AXELOS progresses ITIL-like best practice for cyber resilience
24 Jun 2014
Source: David Bicknell, Published 24 June 2014
First best practice offerings likely to emerge later this year
AXELOS, the joint venture organisation that owns ITIL and PRINCE2, has detailed some of its plans to create what could eventually define an ITIL-like best practice equivalent for cyber resilience.
In an interview, Nick Wilding, AXELOS' head of cyber resilience best practice at the joint venture set up to grow the government's portfolio of best management practice, accreditation and publishing services, indicated AXELOS' plans to market its resilience portfolio, including the development of a cyber resilience maturity assessment tool, mapping across a number of standards.
"At the end of the day we are all about global best practice," he said. "We are looking to launch at the end of this year, with the primary launch market likely to be US and UK. We believe in using ITIL - which is 25 years old this year - as the underpinning framework and language for a cyber resilience portfolio. It is fair to say we're creating a cyber resilience equivalent to ITIL. We're also using the latest serious gaming techniques to embed within the training programme, developing in house simulations."
Wilding believed the work that AXELOS is doing herald the start of 25 years and longer growth of cyber resilience best practice and skills.
"We do see a real gap in the market," he added. "One is there is no shortage of standards. All of my conversations out in the marketplace with some big organisations who are ITIL users, describe their confusion at the number of standards which define what you need to do. But there's very little out there that defines the how to do it. And that's where we see our best practice guidance, very similar to ITIL and PRINCE2. It's much more about pragmatic actionable guidance."
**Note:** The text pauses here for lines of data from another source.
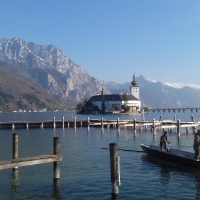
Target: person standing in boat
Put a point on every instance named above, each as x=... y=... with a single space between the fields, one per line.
x=164 y=142
x=196 y=145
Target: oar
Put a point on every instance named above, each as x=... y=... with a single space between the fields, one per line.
x=127 y=150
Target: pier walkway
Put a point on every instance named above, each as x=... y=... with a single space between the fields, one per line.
x=104 y=123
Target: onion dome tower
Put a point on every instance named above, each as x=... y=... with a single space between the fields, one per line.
x=134 y=88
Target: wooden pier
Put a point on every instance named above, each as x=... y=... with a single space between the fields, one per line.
x=153 y=125
x=19 y=162
x=183 y=109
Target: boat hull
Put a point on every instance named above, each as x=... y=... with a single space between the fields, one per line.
x=183 y=158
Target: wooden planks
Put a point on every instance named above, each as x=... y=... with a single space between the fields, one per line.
x=29 y=161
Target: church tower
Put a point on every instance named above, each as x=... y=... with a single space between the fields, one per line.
x=134 y=88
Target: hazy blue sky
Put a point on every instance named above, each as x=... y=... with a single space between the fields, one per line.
x=112 y=39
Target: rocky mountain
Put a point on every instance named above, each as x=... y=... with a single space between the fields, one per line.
x=47 y=66
x=17 y=93
x=156 y=94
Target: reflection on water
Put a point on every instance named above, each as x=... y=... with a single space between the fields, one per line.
x=164 y=175
x=56 y=191
x=85 y=170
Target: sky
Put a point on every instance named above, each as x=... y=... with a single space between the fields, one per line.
x=114 y=39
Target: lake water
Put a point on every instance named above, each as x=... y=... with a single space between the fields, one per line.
x=85 y=168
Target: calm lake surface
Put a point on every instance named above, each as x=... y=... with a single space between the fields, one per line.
x=85 y=168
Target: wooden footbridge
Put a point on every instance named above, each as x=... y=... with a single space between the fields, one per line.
x=183 y=109
x=153 y=125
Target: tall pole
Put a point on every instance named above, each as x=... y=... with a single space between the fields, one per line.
x=113 y=168
x=15 y=148
x=56 y=151
x=103 y=105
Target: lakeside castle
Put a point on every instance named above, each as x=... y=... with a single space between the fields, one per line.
x=114 y=103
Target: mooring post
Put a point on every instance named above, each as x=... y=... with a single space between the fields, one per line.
x=102 y=123
x=154 y=127
x=194 y=129
x=174 y=117
x=88 y=123
x=56 y=164
x=118 y=127
x=113 y=168
x=63 y=122
x=54 y=122
x=134 y=126
x=75 y=122
x=178 y=128
x=15 y=148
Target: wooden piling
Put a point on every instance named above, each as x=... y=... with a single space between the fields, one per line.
x=113 y=169
x=174 y=117
x=15 y=148
x=118 y=126
x=134 y=126
x=154 y=132
x=88 y=123
x=75 y=122
x=56 y=164
x=102 y=123
x=54 y=122
x=63 y=122
x=178 y=128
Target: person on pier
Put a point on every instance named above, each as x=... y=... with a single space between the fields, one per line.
x=196 y=145
x=164 y=143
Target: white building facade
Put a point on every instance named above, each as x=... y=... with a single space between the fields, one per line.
x=119 y=102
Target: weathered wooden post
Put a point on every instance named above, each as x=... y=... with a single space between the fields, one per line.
x=118 y=127
x=178 y=128
x=63 y=122
x=56 y=164
x=174 y=117
x=154 y=132
x=88 y=123
x=134 y=126
x=54 y=122
x=113 y=168
x=75 y=122
x=194 y=129
x=102 y=123
x=15 y=148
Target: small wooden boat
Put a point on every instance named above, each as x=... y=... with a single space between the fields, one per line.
x=179 y=157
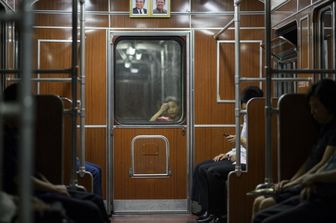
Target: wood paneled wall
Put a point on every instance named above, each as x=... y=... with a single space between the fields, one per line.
x=53 y=22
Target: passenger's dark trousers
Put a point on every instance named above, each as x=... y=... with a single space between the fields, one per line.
x=294 y=210
x=203 y=185
x=217 y=191
x=82 y=207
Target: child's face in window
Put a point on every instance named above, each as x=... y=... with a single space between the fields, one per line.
x=139 y=4
x=172 y=110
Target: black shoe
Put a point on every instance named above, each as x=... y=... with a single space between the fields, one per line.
x=203 y=216
x=205 y=220
x=199 y=213
x=221 y=219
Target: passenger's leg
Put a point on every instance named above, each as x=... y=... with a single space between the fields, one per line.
x=200 y=184
x=92 y=198
x=217 y=176
x=256 y=205
x=80 y=211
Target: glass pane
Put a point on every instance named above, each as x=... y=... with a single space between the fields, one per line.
x=148 y=74
x=326 y=40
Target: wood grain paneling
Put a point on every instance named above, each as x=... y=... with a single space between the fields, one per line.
x=96 y=77
x=207 y=110
x=171 y=187
x=303 y=4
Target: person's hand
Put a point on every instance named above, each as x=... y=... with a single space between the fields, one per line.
x=232 y=157
x=219 y=157
x=307 y=192
x=308 y=180
x=61 y=189
x=164 y=107
x=231 y=138
x=279 y=186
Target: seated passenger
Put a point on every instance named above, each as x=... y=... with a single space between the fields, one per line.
x=81 y=207
x=209 y=177
x=313 y=175
x=169 y=111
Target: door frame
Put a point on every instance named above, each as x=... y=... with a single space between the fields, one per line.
x=189 y=110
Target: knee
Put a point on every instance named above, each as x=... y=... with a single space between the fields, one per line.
x=256 y=203
x=265 y=203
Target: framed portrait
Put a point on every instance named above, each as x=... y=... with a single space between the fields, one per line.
x=139 y=8
x=149 y=8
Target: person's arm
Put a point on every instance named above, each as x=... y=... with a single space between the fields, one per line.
x=162 y=109
x=243 y=142
x=46 y=186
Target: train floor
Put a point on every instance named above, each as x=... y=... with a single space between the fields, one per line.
x=154 y=218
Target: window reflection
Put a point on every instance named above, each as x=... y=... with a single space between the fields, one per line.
x=148 y=75
x=326 y=39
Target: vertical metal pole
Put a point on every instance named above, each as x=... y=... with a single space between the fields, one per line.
x=82 y=96
x=74 y=91
x=237 y=81
x=26 y=104
x=268 y=103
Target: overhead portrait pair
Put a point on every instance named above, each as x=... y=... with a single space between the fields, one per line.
x=150 y=8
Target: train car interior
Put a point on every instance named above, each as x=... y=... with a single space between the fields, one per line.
x=123 y=111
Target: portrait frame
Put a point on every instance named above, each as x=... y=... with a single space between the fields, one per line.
x=149 y=9
x=135 y=13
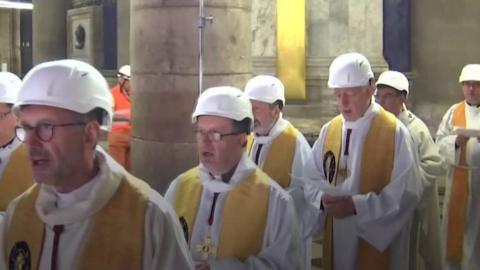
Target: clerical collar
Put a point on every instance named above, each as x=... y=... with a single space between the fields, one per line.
x=224 y=177
x=7 y=144
x=471 y=105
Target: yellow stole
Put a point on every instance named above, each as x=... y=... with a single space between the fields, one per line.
x=279 y=161
x=244 y=216
x=378 y=148
x=457 y=209
x=16 y=178
x=115 y=240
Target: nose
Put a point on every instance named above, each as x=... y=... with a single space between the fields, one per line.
x=31 y=139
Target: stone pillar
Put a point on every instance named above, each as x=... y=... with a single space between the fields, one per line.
x=49 y=30
x=165 y=77
x=333 y=27
x=123 y=32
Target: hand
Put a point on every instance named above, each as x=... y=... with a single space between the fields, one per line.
x=461 y=140
x=338 y=206
x=202 y=266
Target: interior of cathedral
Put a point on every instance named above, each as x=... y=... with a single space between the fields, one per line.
x=178 y=48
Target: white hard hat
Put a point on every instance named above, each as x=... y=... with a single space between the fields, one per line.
x=224 y=101
x=393 y=79
x=265 y=88
x=470 y=72
x=349 y=70
x=124 y=72
x=9 y=86
x=68 y=84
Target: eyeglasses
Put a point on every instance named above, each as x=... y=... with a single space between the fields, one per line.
x=43 y=131
x=4 y=114
x=214 y=136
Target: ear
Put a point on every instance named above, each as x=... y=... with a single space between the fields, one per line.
x=243 y=139
x=92 y=134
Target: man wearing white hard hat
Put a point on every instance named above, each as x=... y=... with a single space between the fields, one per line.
x=458 y=138
x=15 y=168
x=276 y=146
x=234 y=215
x=85 y=211
x=364 y=173
x=121 y=134
x=392 y=93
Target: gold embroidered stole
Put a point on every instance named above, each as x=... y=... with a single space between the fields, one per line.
x=116 y=237
x=244 y=214
x=16 y=178
x=378 y=148
x=279 y=160
x=457 y=209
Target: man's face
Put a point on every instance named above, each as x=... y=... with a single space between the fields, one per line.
x=353 y=102
x=219 y=155
x=471 y=92
x=59 y=161
x=265 y=115
x=124 y=85
x=7 y=121
x=391 y=99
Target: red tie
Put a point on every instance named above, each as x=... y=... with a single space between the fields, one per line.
x=57 y=229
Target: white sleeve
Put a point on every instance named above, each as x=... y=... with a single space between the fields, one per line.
x=430 y=160
x=380 y=217
x=446 y=138
x=313 y=216
x=297 y=186
x=280 y=249
x=165 y=246
x=170 y=193
x=4 y=223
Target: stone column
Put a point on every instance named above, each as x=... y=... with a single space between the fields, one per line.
x=123 y=32
x=165 y=77
x=49 y=30
x=333 y=27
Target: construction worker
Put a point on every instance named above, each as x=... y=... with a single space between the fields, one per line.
x=426 y=253
x=458 y=138
x=85 y=210
x=364 y=173
x=15 y=167
x=276 y=146
x=234 y=215
x=120 y=135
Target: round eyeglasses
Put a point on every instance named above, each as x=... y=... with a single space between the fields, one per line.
x=43 y=131
x=214 y=136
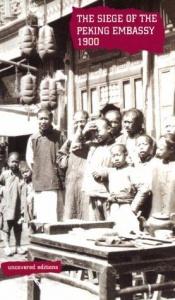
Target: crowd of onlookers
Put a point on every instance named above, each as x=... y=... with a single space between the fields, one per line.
x=109 y=170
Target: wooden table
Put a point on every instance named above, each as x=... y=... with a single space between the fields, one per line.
x=75 y=251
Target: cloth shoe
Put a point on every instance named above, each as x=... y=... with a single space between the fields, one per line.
x=8 y=251
x=20 y=250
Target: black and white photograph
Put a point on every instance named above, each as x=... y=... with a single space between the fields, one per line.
x=87 y=154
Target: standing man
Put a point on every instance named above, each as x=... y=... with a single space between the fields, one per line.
x=76 y=202
x=41 y=153
x=132 y=128
x=113 y=115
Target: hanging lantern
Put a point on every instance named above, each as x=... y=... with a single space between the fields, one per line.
x=48 y=93
x=46 y=42
x=27 y=37
x=28 y=89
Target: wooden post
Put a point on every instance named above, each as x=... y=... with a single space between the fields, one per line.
x=107 y=282
x=70 y=91
x=33 y=290
x=148 y=91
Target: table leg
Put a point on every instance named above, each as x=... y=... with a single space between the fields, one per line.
x=125 y=280
x=107 y=284
x=33 y=290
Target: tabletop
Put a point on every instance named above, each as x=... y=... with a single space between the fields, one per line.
x=85 y=244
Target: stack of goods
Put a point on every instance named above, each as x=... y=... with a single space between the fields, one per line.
x=28 y=89
x=48 y=93
x=27 y=41
x=46 y=42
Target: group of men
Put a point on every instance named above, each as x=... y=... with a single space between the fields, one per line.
x=97 y=185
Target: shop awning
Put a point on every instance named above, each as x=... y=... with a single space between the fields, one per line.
x=15 y=120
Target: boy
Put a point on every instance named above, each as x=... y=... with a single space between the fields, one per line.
x=27 y=192
x=163 y=177
x=11 y=203
x=169 y=125
x=125 y=195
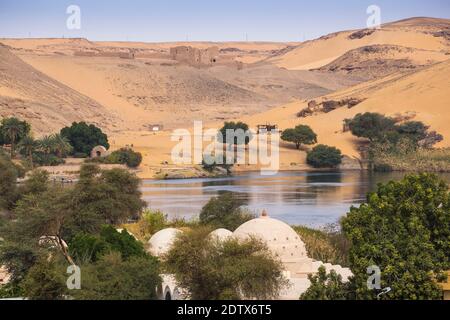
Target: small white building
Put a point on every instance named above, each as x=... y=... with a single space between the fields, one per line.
x=281 y=240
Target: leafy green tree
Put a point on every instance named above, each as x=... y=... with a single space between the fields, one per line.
x=416 y=130
x=323 y=156
x=326 y=287
x=12 y=130
x=225 y=211
x=404 y=229
x=105 y=197
x=301 y=134
x=84 y=137
x=236 y=127
x=211 y=163
x=27 y=146
x=113 y=278
x=372 y=126
x=122 y=156
x=214 y=270
x=8 y=183
x=37 y=183
x=61 y=145
x=90 y=248
x=46 y=280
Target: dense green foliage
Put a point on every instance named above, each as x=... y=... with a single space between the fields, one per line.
x=84 y=137
x=83 y=215
x=8 y=178
x=225 y=211
x=214 y=270
x=114 y=278
x=405 y=147
x=301 y=134
x=12 y=131
x=323 y=156
x=89 y=247
x=404 y=229
x=235 y=128
x=326 y=287
x=371 y=125
x=125 y=156
x=328 y=244
x=210 y=163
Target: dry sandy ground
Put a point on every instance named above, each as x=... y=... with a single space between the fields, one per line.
x=424 y=93
x=406 y=62
x=412 y=33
According to Wilding, many of the standards and the solutions that people tend to start from a technology perceptive. He suggested that "very good" schemes like Cyber Essentials need to be surrounded by "the awareness, the people and the process that brings everything together into one overall solution."
He added, "One thing I've been very keen about is that out solution should be available to all within an organisation, starting at the very top, including solutions targeting board directors right through to heads of business across the organisation, including the head of risk right down to the people who own IT security and information security within the organisation. Different levels of awareness and practitioner and professional training."